A cooperative alliance between the ’Ndrangheta and the Camorra in the 1980s, aimed at jointly controlling drug trafficking in northern Italy, began to collapse in 1990 when the Batti clan attempted to operate independently and negotiate heroin purchases directly with Turkish suppliers. On 15 September 1990, hitmen from the Batti clan attempted to kill Coco Trovato but mistakenly killed two civilians in Bresso. In response, Trovato, together with Antonio Schettini and Giuseppe Flachi, launched a counterattack, killing Francesco Batti in Trezzano sul Naviglio. The conflict escalated after Luigi Batti’s failed mediation attempt, during which he was abducted and killed, and resulted in 11 deaths over six months. Salvatore Batti survived and fled to San Giuseppe Vesuviano to regroup, while the Calabrian faction arranged, through Schettini, an agreement with Camorra clans to eliminate him in exchange for the killing of Roberto Cutolo, son of Raffaele Cutolo, which was carried out on 19 December 1990 in Tradate. Salvatore Batti was killed shortly after, on 23 December 1990, marking the end of the conflict and the victory of Trovato’s faction. The case was later investigated in Operation Atto Finale in 2002, which led to 46 arrest warrants.

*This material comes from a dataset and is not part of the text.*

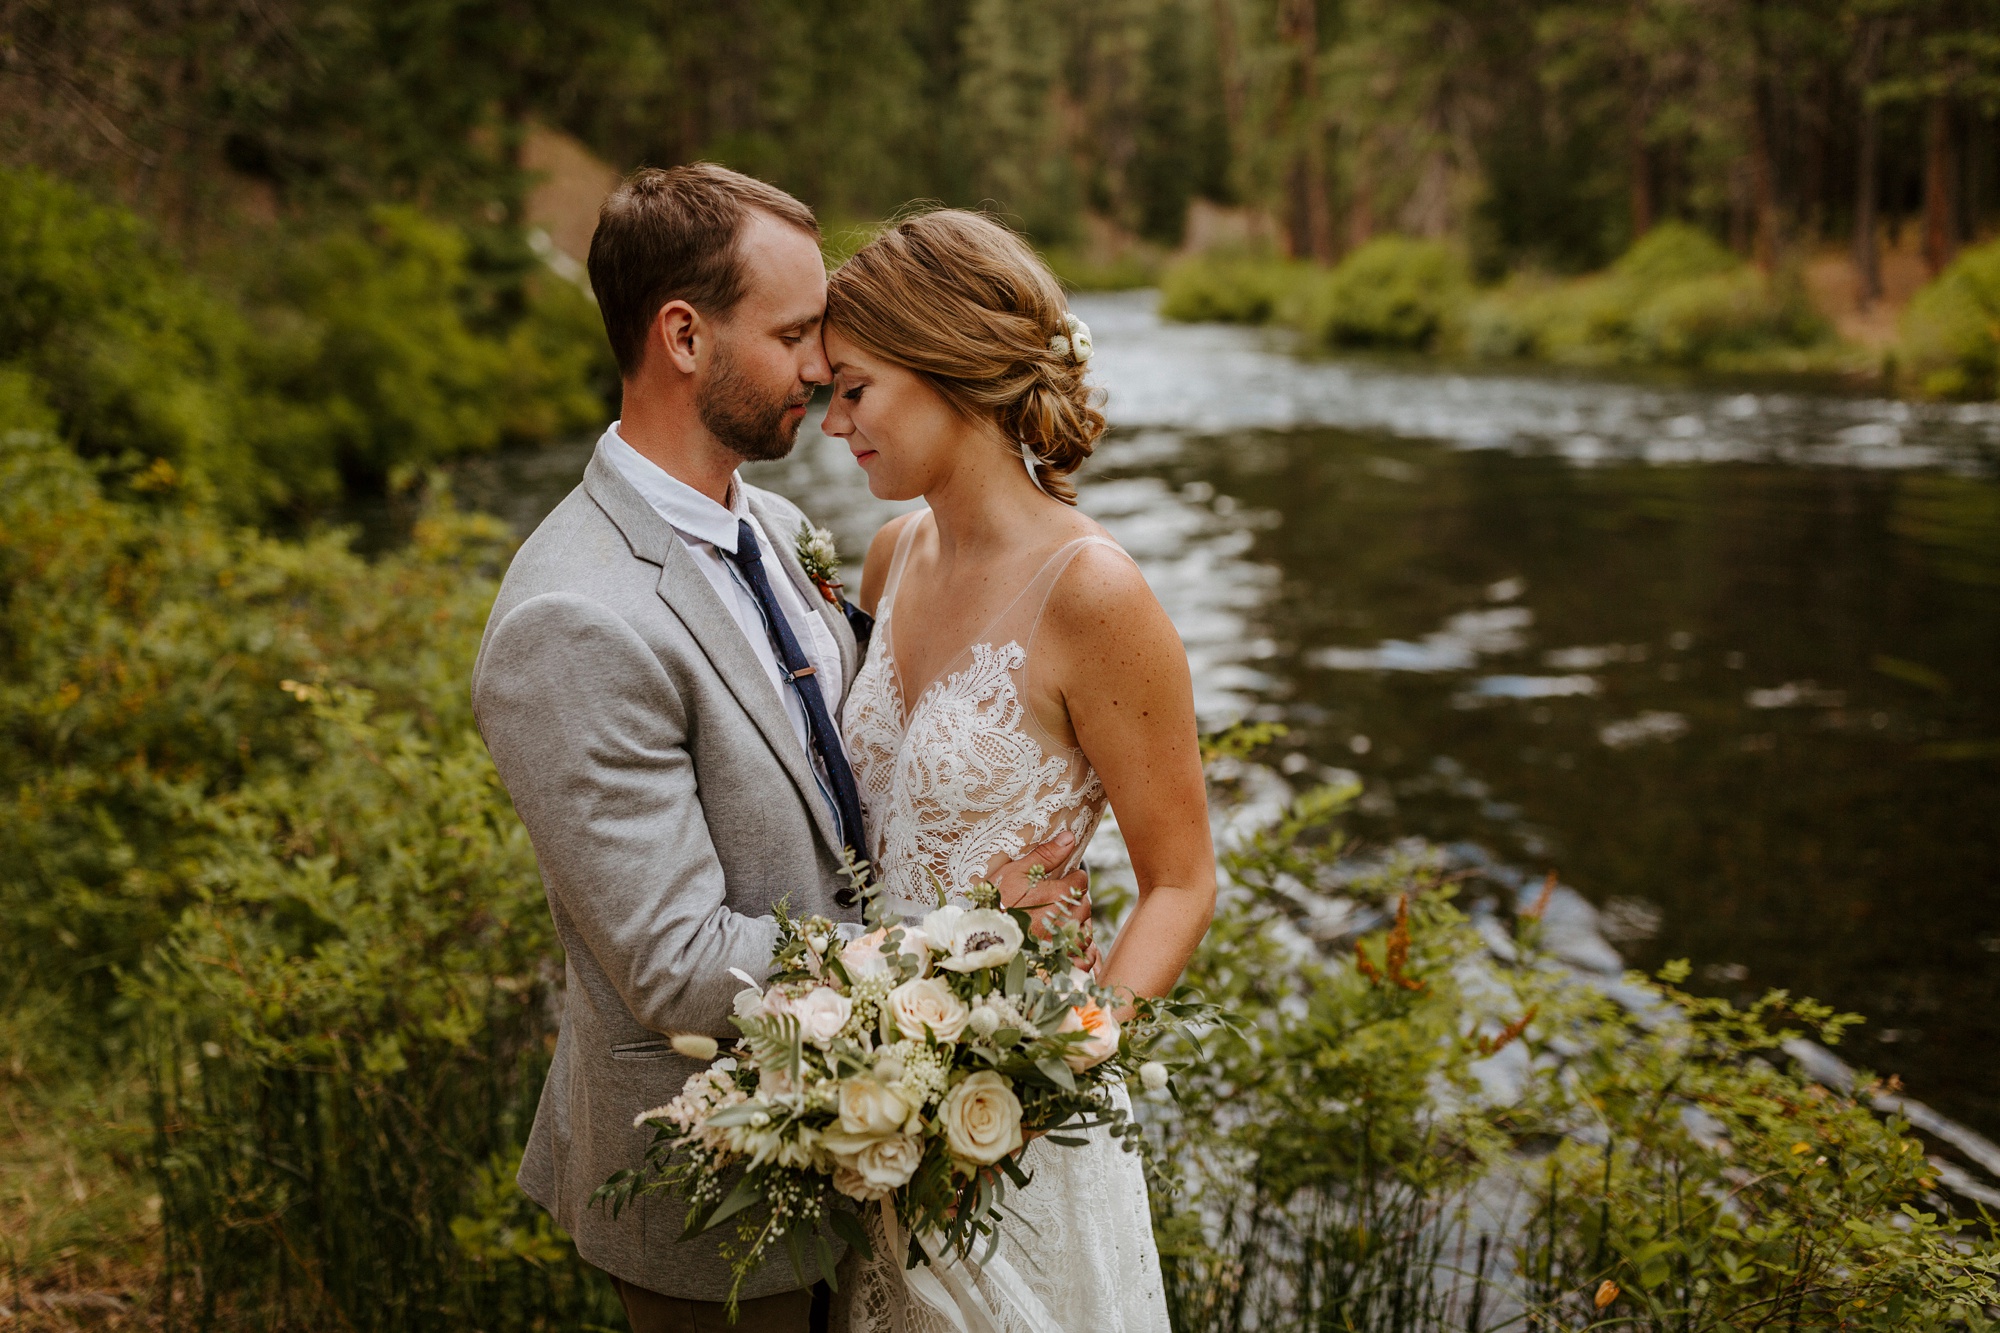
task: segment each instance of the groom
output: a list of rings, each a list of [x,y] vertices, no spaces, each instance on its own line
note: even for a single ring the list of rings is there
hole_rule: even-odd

In October 1992, Franco Coco Trovato was arrested, and in 1997 he was sentenced to life imprisonment. During the operation, assets worth approximately 28 billion lire (around €14.5 million) were seized. The figure and activities of Franco Coco Trovato, who became one of the leading figures in drug trafficking and was also known for the brutality with which he eliminated rivals, were documented in the “Wall Street” investigation, conducted at the time by deputy prosecutor Armando Spataro.